When you decide that you are ready for debt negotiation, it should be a situation that is only one step away from bankruptcy. This means you are on the edge, but no yet ready to declare bankruptcy. This type of service gives a person one last chance to avoid bankruptcy and avoid all of the consequences that filing for bankruptcy entails. Basically, a representative will contact your creditors and attempt to negotiate lower payments and a schedule that will enable you to pay back most of your debt and avoid defaulting. Sometimes a negotiator will be able to get a creditor to eliminate late fees that have piled up making it impossible to stay current. A negotiator may be able to reset the payment schedule, so you can start fresh with no back payments due until the end of the loan. A negotiator may also be able to reduce interest rates to lower the monthly payments.
When you should use a debt negotiating service?

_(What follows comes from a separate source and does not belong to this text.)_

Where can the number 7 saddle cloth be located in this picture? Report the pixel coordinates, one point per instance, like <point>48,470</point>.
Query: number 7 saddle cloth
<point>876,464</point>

If you tally up all of your obligations for debt as well as expenses for a typical month and you have enough income to meet these payments, then you need to forget about debt negotiation. If it is close, you should first look at any assets you can sell to apply to your debt and bring down the monthly amount owed. Also, you need to look at any monthly expenses that can be reduced. In short, you need to attempt to lower your cost of living. If this is not enough and you only need a little relief, debt negotiation may be the financial relief you need and a way to avoid bankruptcy.
How to avoid a scam
Although there are many legitimate debt settlement companies to choose from, unfortunately, there are also a great many scams that you need to avoid. Many people are desperate when they reach out for help with debt, and con artists seem to be able to sense this and are attracted to it. There are, however, steps you can take to avoid being ripped off. The most important is to simply avoid any business that makes wild and exaggerated claims about debt settlement. A true debt settlement firm will be able to reduce debt from 15 to 25 percent. This is an average and they may be belt to do better, but to be honest, sometimes they can’t reduce your debt at all. It depends upon your financial circumstances and the type of debt you have.

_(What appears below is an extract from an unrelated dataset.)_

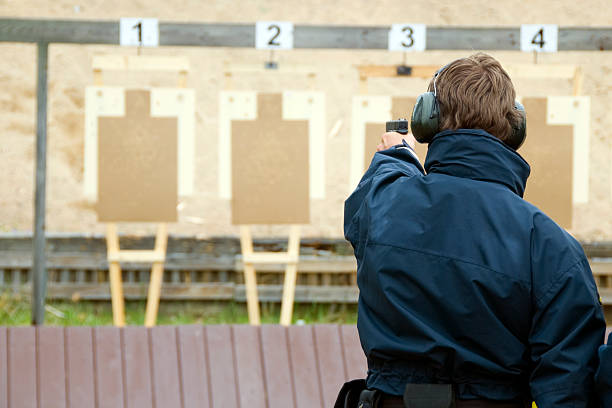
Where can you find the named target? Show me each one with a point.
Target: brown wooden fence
(181, 366)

When shopping for a good debt settlement firm you can check with the better business bureau to see if there have been any complaints. You can also check reviews, but this can be tricky because you can never know if the reviews are from actual customers are ones that have been paid for by a debt settlement company. Often the best choice is a debt settlement company that is headed by an attorney. All attorneys must have a license to practice and be in good standing. A creditor is more likely to listen to an attorney because they have a better understanding of a debtor’s rights and can take legal action when appropriate.